Open letter to state Rep. Hermina Morita: The recent decision by the state Public Utilities Commission denying the proposed takeover of Kaua’i Electric (KE) by Kaua’i Island Utility Co-op ((KIUC) on the grounds that the purchase price was excessive saved the people and businesses of Kaua’i from a disastrous result, but obscured a glaring deficiency in our corporate laws which needs correction.
In the circumstances involved, KIUC was formed as a corporation under state laws relating to consumer cooperatives, and its directors proceeded to enter into commitments to purchase KE and to borrow great sums of money to finance the KE purchase. The directors contrived to defer the creation of the KIUC membership until after the contemplated consummation of the commitments made.
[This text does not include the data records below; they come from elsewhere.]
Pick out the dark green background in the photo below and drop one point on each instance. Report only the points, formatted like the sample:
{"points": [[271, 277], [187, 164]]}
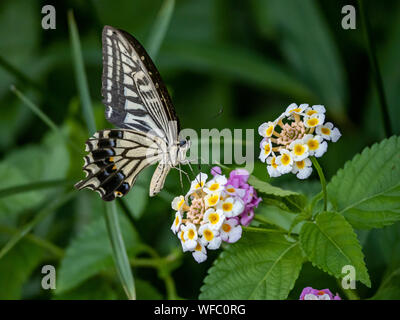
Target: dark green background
{"points": [[250, 58]]}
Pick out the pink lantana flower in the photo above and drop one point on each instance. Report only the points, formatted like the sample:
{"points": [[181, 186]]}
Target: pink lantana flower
{"points": [[310, 293]]}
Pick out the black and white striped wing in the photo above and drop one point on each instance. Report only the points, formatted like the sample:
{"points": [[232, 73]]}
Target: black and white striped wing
{"points": [[133, 91], [115, 159]]}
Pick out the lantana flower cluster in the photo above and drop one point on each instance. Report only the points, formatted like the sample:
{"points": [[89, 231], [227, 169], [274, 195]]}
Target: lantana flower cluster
{"points": [[213, 211], [310, 293], [297, 134]]}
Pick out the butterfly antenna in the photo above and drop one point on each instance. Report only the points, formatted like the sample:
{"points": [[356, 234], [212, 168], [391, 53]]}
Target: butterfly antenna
{"points": [[182, 171], [194, 174], [180, 178]]}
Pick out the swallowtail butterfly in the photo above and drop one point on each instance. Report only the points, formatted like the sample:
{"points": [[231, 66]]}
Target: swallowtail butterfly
{"points": [[138, 103]]}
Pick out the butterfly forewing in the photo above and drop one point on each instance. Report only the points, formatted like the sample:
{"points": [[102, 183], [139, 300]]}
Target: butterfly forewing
{"points": [[132, 89], [138, 102]]}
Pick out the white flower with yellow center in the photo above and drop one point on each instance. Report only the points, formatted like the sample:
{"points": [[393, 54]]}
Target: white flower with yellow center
{"points": [[266, 129], [212, 199], [328, 132], [200, 253], [316, 145], [295, 109], [231, 231], [231, 207], [214, 217], [216, 184], [182, 239], [178, 203], [284, 161], [190, 236], [299, 150], [315, 110], [266, 149], [302, 168], [314, 120], [209, 237], [177, 222], [272, 167]]}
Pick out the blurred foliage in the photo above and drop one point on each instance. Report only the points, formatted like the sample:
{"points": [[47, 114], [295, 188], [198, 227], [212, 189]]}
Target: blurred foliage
{"points": [[248, 58]]}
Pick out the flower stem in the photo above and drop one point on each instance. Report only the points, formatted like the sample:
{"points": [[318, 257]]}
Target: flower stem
{"points": [[322, 179], [376, 71], [351, 294]]}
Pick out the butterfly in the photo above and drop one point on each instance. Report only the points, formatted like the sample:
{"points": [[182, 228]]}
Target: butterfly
{"points": [[138, 103]]}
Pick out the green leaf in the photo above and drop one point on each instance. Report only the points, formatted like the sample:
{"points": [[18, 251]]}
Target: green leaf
{"points": [[330, 244], [80, 74], [96, 288], [292, 201], [233, 62], [259, 266], [138, 197], [90, 252], [308, 46], [160, 28], [145, 291], [16, 267], [10, 176], [390, 287], [367, 190]]}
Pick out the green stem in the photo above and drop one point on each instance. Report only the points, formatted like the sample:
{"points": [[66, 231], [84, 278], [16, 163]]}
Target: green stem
{"points": [[351, 294], [322, 179], [376, 71], [262, 230]]}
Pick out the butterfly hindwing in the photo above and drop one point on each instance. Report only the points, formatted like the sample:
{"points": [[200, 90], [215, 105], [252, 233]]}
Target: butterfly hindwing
{"points": [[115, 159], [132, 89]]}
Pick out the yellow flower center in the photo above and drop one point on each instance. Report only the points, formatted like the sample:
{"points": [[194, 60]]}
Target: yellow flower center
{"points": [[312, 122], [301, 164], [299, 149], [213, 200], [267, 148], [226, 227], [295, 110], [285, 159], [214, 218], [326, 131], [227, 206], [273, 163], [199, 185], [214, 186], [180, 204], [191, 234], [313, 144], [208, 235], [269, 131]]}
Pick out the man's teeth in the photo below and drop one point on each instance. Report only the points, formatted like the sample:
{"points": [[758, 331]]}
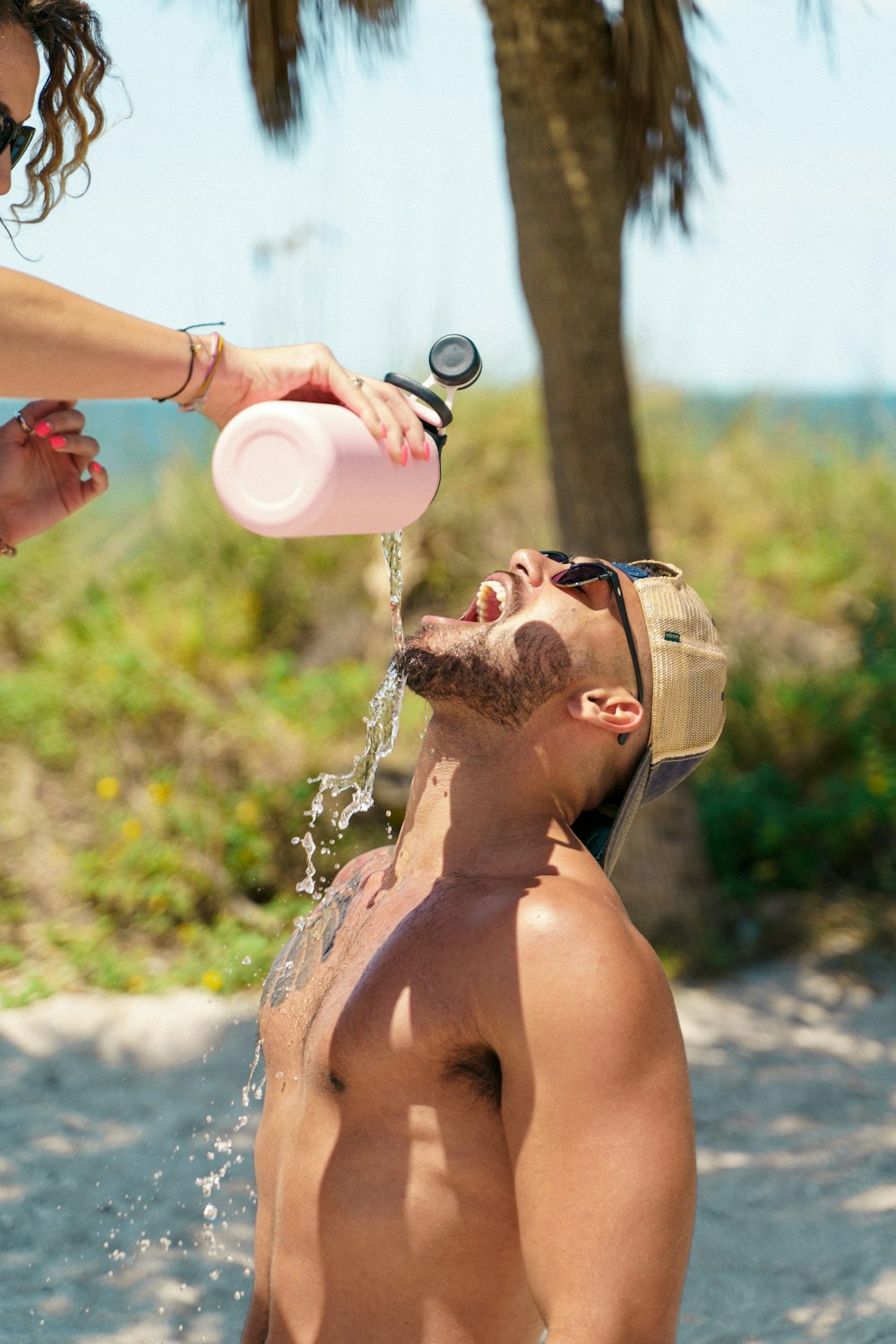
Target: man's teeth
{"points": [[489, 601]]}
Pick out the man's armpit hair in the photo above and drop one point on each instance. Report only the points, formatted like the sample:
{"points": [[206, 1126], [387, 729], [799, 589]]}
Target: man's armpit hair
{"points": [[478, 1066]]}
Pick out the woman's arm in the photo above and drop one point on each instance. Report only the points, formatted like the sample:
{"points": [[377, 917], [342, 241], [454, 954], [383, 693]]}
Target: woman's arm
{"points": [[64, 347]]}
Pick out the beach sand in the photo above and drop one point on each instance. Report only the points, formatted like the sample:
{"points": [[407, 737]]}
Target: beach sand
{"points": [[115, 1110]]}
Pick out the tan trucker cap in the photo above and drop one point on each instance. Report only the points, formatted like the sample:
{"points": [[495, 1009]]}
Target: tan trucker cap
{"points": [[688, 701]]}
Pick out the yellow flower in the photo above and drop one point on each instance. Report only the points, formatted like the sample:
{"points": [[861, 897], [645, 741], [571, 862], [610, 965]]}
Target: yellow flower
{"points": [[247, 812]]}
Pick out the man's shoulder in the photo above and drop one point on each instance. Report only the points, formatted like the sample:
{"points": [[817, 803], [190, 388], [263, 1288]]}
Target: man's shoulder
{"points": [[573, 957]]}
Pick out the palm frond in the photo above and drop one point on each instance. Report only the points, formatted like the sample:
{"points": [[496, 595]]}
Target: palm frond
{"points": [[659, 112], [284, 38]]}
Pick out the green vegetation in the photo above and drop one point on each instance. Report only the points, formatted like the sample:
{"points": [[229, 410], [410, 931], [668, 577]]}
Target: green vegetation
{"points": [[171, 683]]}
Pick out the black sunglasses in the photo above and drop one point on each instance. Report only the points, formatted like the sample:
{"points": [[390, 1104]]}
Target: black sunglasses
{"points": [[594, 572], [13, 136]]}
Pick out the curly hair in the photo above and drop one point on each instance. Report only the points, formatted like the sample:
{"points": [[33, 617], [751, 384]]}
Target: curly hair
{"points": [[69, 35]]}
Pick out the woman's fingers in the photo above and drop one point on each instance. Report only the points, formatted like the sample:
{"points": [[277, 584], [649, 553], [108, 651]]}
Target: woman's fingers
{"points": [[53, 424], [82, 448], [386, 411], [96, 484]]}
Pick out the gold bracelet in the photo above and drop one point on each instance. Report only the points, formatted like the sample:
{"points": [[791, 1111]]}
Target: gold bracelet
{"points": [[195, 349], [199, 401]]}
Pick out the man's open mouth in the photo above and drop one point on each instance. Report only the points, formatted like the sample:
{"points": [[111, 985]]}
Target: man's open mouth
{"points": [[487, 604]]}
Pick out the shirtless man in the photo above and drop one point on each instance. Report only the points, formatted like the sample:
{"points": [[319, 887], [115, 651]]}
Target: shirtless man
{"points": [[477, 1118]]}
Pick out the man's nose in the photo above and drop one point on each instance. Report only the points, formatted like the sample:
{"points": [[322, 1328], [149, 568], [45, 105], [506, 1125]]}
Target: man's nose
{"points": [[533, 566]]}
Thus, while KIUC remained a corporate shell and before it became a cooperative by admission of members, it sought to make its members be responsible for the effect of its commitments but denied such members any voice or opportunity to approve the arrangements made.
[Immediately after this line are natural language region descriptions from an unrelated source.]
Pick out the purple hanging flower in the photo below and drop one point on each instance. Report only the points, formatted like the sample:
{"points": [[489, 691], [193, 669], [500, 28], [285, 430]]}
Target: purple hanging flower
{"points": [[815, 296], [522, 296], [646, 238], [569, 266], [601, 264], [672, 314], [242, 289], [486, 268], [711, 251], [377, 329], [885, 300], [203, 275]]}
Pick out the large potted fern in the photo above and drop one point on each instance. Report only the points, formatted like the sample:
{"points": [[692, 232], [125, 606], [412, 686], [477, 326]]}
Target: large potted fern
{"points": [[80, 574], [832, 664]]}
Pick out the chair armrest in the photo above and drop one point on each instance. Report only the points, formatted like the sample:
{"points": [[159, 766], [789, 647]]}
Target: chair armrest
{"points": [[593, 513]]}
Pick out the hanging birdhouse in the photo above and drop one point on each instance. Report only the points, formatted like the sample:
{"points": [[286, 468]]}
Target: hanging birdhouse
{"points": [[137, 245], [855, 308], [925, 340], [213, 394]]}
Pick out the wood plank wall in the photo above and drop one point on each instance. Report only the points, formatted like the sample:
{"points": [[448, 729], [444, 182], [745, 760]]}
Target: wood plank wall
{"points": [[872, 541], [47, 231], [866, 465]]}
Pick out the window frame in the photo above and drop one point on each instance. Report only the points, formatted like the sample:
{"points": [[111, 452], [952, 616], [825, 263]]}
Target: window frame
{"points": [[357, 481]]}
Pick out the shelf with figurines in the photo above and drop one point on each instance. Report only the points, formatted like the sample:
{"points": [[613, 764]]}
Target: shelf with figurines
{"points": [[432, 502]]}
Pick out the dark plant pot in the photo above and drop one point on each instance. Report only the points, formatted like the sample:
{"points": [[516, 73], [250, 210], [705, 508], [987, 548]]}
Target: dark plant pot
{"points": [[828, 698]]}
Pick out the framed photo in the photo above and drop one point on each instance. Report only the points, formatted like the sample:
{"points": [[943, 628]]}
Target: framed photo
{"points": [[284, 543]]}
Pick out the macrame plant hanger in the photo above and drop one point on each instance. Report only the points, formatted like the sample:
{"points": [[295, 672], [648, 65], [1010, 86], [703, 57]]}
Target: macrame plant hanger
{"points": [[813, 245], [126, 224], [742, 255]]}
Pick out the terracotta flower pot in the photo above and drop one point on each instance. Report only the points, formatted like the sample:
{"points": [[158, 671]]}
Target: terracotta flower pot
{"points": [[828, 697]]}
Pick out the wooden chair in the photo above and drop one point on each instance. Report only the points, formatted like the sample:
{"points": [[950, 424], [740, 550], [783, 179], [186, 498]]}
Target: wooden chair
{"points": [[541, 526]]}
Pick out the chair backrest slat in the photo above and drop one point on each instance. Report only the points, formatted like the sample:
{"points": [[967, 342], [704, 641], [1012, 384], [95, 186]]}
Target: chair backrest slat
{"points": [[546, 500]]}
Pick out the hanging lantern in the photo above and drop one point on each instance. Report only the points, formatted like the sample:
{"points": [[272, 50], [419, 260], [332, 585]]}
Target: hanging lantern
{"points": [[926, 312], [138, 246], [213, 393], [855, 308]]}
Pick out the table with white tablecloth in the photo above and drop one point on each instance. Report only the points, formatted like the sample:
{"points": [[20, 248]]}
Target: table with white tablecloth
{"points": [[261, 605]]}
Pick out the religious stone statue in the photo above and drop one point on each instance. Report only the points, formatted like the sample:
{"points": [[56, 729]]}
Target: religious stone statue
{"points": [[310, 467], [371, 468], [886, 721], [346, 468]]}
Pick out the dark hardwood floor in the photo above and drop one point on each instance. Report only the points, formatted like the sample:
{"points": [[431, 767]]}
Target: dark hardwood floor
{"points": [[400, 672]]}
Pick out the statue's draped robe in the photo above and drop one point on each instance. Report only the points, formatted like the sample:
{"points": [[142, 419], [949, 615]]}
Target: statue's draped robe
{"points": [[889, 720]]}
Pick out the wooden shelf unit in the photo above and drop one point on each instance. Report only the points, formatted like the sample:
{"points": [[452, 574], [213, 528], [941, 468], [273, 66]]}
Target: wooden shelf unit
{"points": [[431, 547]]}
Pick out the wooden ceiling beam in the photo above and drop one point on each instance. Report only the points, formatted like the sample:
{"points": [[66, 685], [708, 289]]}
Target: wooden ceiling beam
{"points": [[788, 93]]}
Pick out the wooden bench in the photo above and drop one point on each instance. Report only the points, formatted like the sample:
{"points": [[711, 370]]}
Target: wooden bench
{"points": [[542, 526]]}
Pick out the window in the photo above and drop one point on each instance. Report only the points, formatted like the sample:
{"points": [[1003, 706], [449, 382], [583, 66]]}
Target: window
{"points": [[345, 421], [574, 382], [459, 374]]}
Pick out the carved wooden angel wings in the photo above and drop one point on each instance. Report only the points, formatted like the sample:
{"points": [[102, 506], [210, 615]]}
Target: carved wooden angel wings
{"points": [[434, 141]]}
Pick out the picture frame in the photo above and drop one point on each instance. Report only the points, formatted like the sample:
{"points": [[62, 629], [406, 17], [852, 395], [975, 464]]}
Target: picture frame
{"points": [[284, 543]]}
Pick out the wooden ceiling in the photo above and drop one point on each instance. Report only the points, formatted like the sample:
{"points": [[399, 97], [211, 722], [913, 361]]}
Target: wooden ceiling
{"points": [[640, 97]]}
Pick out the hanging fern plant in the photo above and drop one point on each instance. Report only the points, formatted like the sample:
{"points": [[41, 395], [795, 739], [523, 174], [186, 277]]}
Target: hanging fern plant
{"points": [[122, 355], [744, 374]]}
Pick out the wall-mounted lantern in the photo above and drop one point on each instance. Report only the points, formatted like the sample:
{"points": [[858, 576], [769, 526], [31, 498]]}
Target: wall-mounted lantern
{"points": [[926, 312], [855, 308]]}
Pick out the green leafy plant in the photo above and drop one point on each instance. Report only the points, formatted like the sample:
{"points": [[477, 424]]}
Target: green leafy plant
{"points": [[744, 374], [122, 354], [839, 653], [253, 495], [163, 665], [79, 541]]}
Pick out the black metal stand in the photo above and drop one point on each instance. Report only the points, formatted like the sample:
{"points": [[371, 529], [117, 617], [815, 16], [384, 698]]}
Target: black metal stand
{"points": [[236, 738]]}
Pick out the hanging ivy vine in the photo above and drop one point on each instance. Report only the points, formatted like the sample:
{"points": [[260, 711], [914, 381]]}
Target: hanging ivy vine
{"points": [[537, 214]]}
Despite this memberless status, legal counsel for KIUC was prepared to opine that KIUC has all requisite corporate power to perform its obligations under the commitments made.
In the utilities commission proceedings seeking the approval of KIUC’s ownership of KE, one of the intervenors asked the perceptive question as to whom the KIUC board of directors was accountable prior to enlisting members.
The response was to the effect that such accountability was to themselves, which avoided the obvious answer of no one and pointed up that although there are checks and balances in other business forms and in the case of public officials, in the KIUC situation when the major commitments were being made, the powers of its directors were absolute.
The KIUC circumstances must not be allowed to recur. In the case of a utility cooperative, its members must necessarily meet the burdens of the commitments made because of the monopoly power conferred on the utility. Where such members have had no voice in the content of such commitments, there has been an abuse of corporate power.
You are urged to initiate legislation by the state which will remedy this profoundly unjust situation. In my view, such legislation should include requirements that a cooperative must establish its membership prior to the commencement of its business operations, and that such members shall be entitled to approve all major undertakings in the cooperative’s business plan.
If these simple provisions had been in place it is highly doubtful that the KIUC application for regulatory approval would ever have been made.